Emotional collisions: coping after a car crash

Psychological problems stemming from car crashes are common.
Psychological problems stemming from car crashes are common.

Physical injuries sustained in car crashes are often talked about, but little is said of how people recover emotionally from the trauma.

"It's an issue, we've all heard of cases such as whiplash, but there's not that much said about the psychology," IOH Wollongong's psychology services manager Sue Milne says.

A recent AAMI study involving 15,000 claims in NSW and Queensland in the past decade found that nearly 10 per cent of people involved in motor vehicle accidents suffer psychological problems.

Milne says an acute response to stress is common, and the signs of a serious problem emerge when changes in behaviour do not settle over a period of time.

"It's common for people to be disoriented, have difficulty sleeping, trouble concentrating and are anxious," Milne says.

"As it goes from days to weeks and then months, people really need to see a psychologist.

"There are signs such as turning increasingly to alcohol or withdrawing from everyday activity.

"The GP is the first point of contact, who can then refer you to a psychologist."

Chronic pain often manifests into emotional stresses, which also hinders people from returning to their everyday routines.

Anxiety and persistent pain requires a gradual approach to help people get back to their normal way of living, Milne says.

"Individuals need help to work with their families to accommodate the transition required," Milne explains.

"The thing about post-traumatic stress is that it doesn't get better by itself."

The trauma of a crash can also have an impact on bystanders and children, as well as those involved in near misses and minor accidents.

"I'm dealing with adults, but we often find that there's a child in the family whose behaviour has been affected by the parents," Milne says.

A car crash can affect people in different ways, and even police - who are trained to deal with such situations - still regularly suffer post-traumatic stress symptoms.
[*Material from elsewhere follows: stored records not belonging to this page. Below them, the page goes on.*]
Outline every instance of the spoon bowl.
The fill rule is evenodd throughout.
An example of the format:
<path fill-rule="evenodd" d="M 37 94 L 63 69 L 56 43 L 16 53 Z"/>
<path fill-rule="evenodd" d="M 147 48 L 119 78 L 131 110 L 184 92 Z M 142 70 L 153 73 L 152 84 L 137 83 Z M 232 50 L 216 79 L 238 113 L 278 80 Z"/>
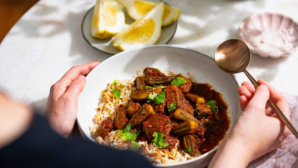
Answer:
<path fill-rule="evenodd" d="M 214 59 L 217 66 L 229 74 L 243 72 L 256 88 L 259 85 L 248 72 L 246 68 L 250 62 L 250 51 L 248 47 L 240 40 L 227 40 L 218 46 L 215 51 Z M 267 103 L 276 114 L 282 121 L 298 139 L 298 132 L 271 98 Z"/>
<path fill-rule="evenodd" d="M 245 71 L 249 64 L 250 58 L 249 49 L 244 42 L 231 39 L 218 46 L 214 59 L 217 66 L 221 70 L 229 74 L 237 74 Z"/>

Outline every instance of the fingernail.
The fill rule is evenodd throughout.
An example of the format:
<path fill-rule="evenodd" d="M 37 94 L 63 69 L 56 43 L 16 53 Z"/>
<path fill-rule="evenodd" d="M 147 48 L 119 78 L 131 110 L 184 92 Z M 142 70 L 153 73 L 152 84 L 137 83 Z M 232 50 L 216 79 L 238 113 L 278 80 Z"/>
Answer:
<path fill-rule="evenodd" d="M 267 86 L 265 85 L 260 85 L 259 87 L 260 87 L 261 88 L 263 88 L 268 89 L 268 87 Z"/>
<path fill-rule="evenodd" d="M 86 77 L 83 75 L 81 75 L 77 77 L 77 79 L 85 82 L 86 81 Z"/>

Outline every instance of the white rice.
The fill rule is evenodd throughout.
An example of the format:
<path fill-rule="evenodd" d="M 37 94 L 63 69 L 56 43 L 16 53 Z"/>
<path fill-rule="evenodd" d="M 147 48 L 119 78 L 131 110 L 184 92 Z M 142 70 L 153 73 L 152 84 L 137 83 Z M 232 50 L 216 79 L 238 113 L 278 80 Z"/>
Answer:
<path fill-rule="evenodd" d="M 172 73 L 170 72 L 169 74 Z M 108 84 L 107 88 L 101 93 L 99 102 L 97 108 L 97 114 L 93 118 L 93 126 L 90 127 L 90 132 L 93 135 L 100 123 L 106 117 L 114 117 L 116 108 L 122 105 L 124 107 L 127 106 L 129 100 L 129 97 L 131 94 L 136 91 L 134 85 L 134 81 L 137 77 L 144 76 L 142 68 L 139 70 L 138 73 L 132 78 L 117 82 L 125 86 L 125 88 L 120 86 L 118 84 L 115 85 L 112 82 Z M 112 81 L 111 81 L 112 82 Z M 117 89 L 121 91 L 120 98 L 116 99 L 112 92 L 114 89 Z M 122 139 L 118 134 L 118 129 L 112 131 L 104 138 L 98 137 L 95 141 L 100 144 L 110 146 L 119 149 L 129 149 L 131 146 L 131 142 Z M 131 132 L 136 131 L 132 129 Z M 194 157 L 190 156 L 185 152 L 182 148 L 180 148 L 179 143 L 176 143 L 175 147 L 172 149 L 159 149 L 154 143 L 150 142 L 139 142 L 137 143 L 139 147 L 137 150 L 144 155 L 155 164 L 162 164 L 177 163 L 187 161 L 201 155 L 197 153 Z"/>

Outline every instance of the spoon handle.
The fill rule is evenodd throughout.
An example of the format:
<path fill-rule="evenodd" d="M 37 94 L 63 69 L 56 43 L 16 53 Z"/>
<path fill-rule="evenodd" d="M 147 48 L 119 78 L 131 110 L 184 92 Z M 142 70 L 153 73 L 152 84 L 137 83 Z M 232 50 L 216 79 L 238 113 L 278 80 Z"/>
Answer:
<path fill-rule="evenodd" d="M 252 76 L 248 73 L 248 72 L 246 70 L 243 71 L 243 72 L 246 75 L 247 77 L 249 79 L 249 80 L 252 82 L 252 84 L 256 88 L 260 85 L 258 83 L 254 80 Z M 276 104 L 274 103 L 274 102 L 271 99 L 271 98 L 269 98 L 269 100 L 267 102 L 267 103 L 269 105 L 269 106 L 271 108 L 271 109 L 273 110 L 273 111 L 280 118 L 280 120 L 289 128 L 290 130 L 291 131 L 291 132 L 292 132 L 292 133 L 294 134 L 295 136 L 296 137 L 296 138 L 297 139 L 298 139 L 298 132 L 297 132 L 297 131 L 294 128 L 292 124 L 290 122 L 289 120 L 285 116 L 283 112 L 279 109 L 279 108 L 277 107 L 277 106 L 276 105 Z"/>

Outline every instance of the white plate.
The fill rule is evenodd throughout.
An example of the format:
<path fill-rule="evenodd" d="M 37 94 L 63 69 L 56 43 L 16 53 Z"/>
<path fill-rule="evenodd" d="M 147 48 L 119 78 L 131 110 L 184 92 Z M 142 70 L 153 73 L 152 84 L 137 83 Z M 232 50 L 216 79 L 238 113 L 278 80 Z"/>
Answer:
<path fill-rule="evenodd" d="M 159 3 L 161 1 L 158 0 L 148 0 L 155 2 Z M 168 4 L 164 2 L 165 4 Z M 91 35 L 90 32 L 90 25 L 91 24 L 92 15 L 93 14 L 94 7 L 87 12 L 85 15 L 82 23 L 82 33 L 84 38 L 87 42 L 95 48 L 107 54 L 114 54 L 121 52 L 117 48 L 113 46 L 112 42 L 116 36 L 112 39 L 101 40 L 93 37 Z M 123 9 L 125 15 L 125 25 L 122 30 L 127 28 L 134 21 L 127 14 L 126 11 Z M 172 39 L 175 34 L 177 27 L 178 22 L 176 20 L 170 25 L 162 29 L 160 36 L 156 42 L 156 44 L 167 44 Z"/>
<path fill-rule="evenodd" d="M 86 85 L 80 95 L 77 119 L 81 134 L 84 138 L 94 142 L 89 126 L 92 126 L 98 99 L 107 84 L 115 79 L 131 78 L 139 68 L 147 67 L 157 68 L 165 72 L 181 73 L 182 75 L 189 72 L 197 82 L 211 85 L 223 94 L 228 103 L 232 127 L 241 113 L 238 91 L 240 83 L 234 75 L 224 72 L 218 68 L 212 57 L 193 49 L 162 45 L 134 48 L 109 58 L 88 74 Z M 187 161 L 159 166 L 204 167 L 209 164 L 217 148 Z"/>

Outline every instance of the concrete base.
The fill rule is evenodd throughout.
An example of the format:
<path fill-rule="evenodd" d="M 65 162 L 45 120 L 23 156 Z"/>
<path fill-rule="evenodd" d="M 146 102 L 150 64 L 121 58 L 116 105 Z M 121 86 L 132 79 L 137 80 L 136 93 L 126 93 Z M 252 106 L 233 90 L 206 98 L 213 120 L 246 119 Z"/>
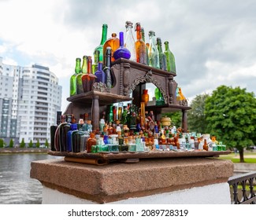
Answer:
<path fill-rule="evenodd" d="M 232 174 L 230 160 L 212 158 L 141 160 L 105 166 L 58 159 L 32 162 L 31 170 L 31 177 L 44 186 L 44 204 L 55 204 L 54 200 L 76 203 L 66 196 L 61 198 L 61 192 L 79 198 L 79 204 L 229 204 L 227 182 Z"/>
<path fill-rule="evenodd" d="M 207 196 L 206 196 L 207 195 Z M 43 204 L 97 204 L 97 203 L 61 192 L 47 187 L 43 188 Z M 189 189 L 130 198 L 109 204 L 230 204 L 228 183 L 217 183 Z"/>

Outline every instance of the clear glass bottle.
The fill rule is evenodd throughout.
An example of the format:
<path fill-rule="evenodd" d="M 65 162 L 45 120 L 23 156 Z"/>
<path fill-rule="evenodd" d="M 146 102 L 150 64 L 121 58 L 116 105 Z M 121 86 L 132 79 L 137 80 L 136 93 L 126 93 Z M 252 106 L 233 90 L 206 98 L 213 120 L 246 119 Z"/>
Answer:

"There are temperament-based factors that bias our interpretation of how significant an event that occurs is," Milne says.

"For differing reasons it may be more pertinent to one person than another."

She explains this as comparing crashing an old car on the way to collecting a Lotto win, in contrast to crashing a new car on the way to a job interview.

As part of the recovery process, Milne says it's important for people to be able to get back on the road, as driving is usually part of the daily routine.

"Very often people instinctively want to avoid driving the car for fear of not controlling it in a crisis situation," she says.

Milne encourages men to also look after their mental health and talk to their GP about any concerns.

"When you look at psychological issues generally, women find it a little easier to put their hand up and say they feel they have problems."